Prep 1 hr
Cook 0 mins
Truly, a different, delicious pasta salad. So yummy I have had guests make a meal out of it. It is easily doubled to feed a large crowd. Wonderful served as a lunch with crusty bread.
- 1 (16 ounce) box spiral shaped pasta or 1 (16 ounce) box shell pasta, cooked
- 2 -3 roma tomatoes or 2 -3 tomatoes, seeded 1/2 inch diced
- 1⁄4 cup red onion, diced
- 3⁄4 cup pitted kalamata olives or 3⁄4 cup canned olive, halved
- 1⁄8 cup sun-dried tomato, reconstituted,chopped
- 1⁄2 cup cauliflower, small pieces
- 1⁄4 cup broccoli, small pieces
- 1⁄4 cup roasted red pepper, 1/2 inch diced
- 1⁄4 cup capers
- 3⁄4 cup feta cheese, crumbled
- 4 tablespoons grated parmesan cheese
MAGIC SALAD DRESSING
- 4 cloves minced garlic
- 3⁄4 cup olive oil
- 1⁄4 cup red wine vinegar
- 1 1⁄2 tablespoons capers, reserve 1 t. liquid
- 1⁄4 cup lemon juice
- 1⁄4 teaspoon black pepper
- 1 teaspoon salt
- Combine all salad ingredients except parmesan cheese.
- In a blender mix all dressing ingredients.
- Pour enough dressing to moisten sald to your preference over salad and toss carefully, adding parmesan cheese.
- NOTES: This recipe is NOT written in stone, feel free to up amounts or lessen them according to your likes and dislikes.
- You should have extra dressing which will not be a problem as the dressing is delicious.
- I serve the dressing on the side for those who like a wetter salad.
made this as written except used feta with herb and garlic it a ten stars if I could give it!!! Kelly N
I just made the dressing for this, not the "salad" part (I used it on a simple combo of rotini, shredded carrot, fresh red pepper, black olives, and broccoli). It was a nice base, but I had to add lots of oregano, basil, and extra black pepper to get much of a flavor punch. I think it would taste better with the salad as written because there are a lot of flavorful ingredients, but for me, it needed something more. :) Thank you very much for a good dressing base!

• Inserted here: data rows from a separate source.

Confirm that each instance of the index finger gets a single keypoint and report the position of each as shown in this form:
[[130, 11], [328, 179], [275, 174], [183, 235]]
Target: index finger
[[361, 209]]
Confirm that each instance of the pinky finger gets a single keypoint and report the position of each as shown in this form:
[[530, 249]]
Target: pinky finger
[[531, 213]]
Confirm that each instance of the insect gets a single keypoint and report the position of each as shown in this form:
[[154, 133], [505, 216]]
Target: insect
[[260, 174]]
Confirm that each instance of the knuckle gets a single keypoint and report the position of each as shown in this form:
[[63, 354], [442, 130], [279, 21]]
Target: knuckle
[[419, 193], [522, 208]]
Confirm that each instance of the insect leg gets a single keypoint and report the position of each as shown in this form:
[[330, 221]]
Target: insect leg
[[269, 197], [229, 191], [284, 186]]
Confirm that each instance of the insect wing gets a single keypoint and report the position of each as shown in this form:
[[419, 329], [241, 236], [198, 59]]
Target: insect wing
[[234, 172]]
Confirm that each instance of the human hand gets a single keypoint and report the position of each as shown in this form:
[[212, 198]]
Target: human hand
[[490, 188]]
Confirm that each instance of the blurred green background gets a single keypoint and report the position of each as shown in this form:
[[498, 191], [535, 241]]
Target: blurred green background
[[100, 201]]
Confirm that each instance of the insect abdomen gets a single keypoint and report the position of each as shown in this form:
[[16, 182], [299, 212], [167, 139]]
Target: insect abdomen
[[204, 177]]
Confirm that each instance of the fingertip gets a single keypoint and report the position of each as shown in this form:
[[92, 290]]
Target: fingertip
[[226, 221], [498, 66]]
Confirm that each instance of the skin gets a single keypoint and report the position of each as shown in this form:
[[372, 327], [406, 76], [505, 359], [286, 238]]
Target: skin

This was delicious tasting. I left out the roasted red peppers and capers since I was out.The dressing tastes like it came from a good deli. I did leave the garlic out (since we ate a garlicky dressing every night this week), but loved it without, despite being a garlic lover. The dressing's lemon juice and red wine vinegar combine beautifully (don't skimp on the fresh lemon juice!).I marinated the veggies in the dressing for about 10 minutes first, before mixing in the pasta. The rest of the family enjoyed it, too (great way to get them to eat the broccoli and cauliflower). This would go over well for pot-lucks. Love the photo, too! Roxygirl in Colo.